CNVs detection with CNVnator

After editing, CNVnator detected 285,533 CNVs. A mean of 5827 CNVs/cat was reported and the Siamese cat sample SIA_4 was also confirmed as an outlier. The Siamese cat sample SIA_2 was the cat with the highest number of CNVs (9413) while 4405 CNVs were counted in the Birman cat sample BIR_2, which was the one with the lowest number of CNVs. After the SIA_2 outlier exclusion, 234,484 CNVs were considered in downstream analyses.

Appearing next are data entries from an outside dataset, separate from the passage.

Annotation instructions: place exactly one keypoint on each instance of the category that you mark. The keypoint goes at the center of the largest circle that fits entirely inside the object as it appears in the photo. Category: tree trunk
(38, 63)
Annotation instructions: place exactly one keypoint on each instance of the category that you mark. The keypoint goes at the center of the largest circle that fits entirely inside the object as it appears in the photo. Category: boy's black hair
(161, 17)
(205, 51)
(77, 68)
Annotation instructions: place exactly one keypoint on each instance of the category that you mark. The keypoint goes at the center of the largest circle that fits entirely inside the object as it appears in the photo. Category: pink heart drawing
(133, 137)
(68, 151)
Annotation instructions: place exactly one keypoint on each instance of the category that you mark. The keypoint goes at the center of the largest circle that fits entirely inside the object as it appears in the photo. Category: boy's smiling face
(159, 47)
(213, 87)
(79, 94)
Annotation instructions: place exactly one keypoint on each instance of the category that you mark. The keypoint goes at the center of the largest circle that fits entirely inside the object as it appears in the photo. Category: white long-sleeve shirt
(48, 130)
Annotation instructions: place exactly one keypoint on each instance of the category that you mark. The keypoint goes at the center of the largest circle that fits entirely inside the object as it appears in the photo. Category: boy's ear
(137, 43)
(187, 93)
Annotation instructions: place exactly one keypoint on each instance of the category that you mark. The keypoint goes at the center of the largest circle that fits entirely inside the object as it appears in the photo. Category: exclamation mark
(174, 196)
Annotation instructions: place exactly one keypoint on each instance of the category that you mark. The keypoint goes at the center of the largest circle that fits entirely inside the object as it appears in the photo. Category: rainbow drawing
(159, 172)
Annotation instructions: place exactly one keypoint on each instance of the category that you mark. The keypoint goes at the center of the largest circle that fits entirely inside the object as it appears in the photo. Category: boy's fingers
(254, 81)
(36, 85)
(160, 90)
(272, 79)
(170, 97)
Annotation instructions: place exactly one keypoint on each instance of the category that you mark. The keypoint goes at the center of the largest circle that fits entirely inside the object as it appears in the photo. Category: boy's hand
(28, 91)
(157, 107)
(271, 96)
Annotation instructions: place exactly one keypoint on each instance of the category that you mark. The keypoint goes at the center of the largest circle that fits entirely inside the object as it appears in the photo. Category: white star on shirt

Consensus mapping of CNV, CNVR and data analysis

Comparing cn.MOPS and CNVnator detections, a total of 999 consensus_CNVs was obtained, representing 59% of the 1697 CNVs identified by cn.MOPS. Out of the 147 consensus_CNVs with different state, 78 were identified by visual inspection as true call and their state was assigned according to their read depth respect to the flanking regions (Additional file 1: Table S1).

The CNVRs were then identified using the 930 remaining consensus_CNVs. Each of the 389 identified CNVR (including 269 singletons) was visually validated to identify false positive calls, including all detected singletons. An example for the CNVR validation is shown in Additional file 2: Figure S1 at chrD1:10,624,001-10,645,000 where the comparison with the reference genome and two normal state cats, ABY_1 and BEN_1, clearly allows to identify true CNV calls. A total of 154 CNVRs were, containing 589 validated consensus_CNVs, were confirmed. Among those, 62 were identified as singleton. Table 2 summarizes the statistics of consensus_CNVs found in each breed.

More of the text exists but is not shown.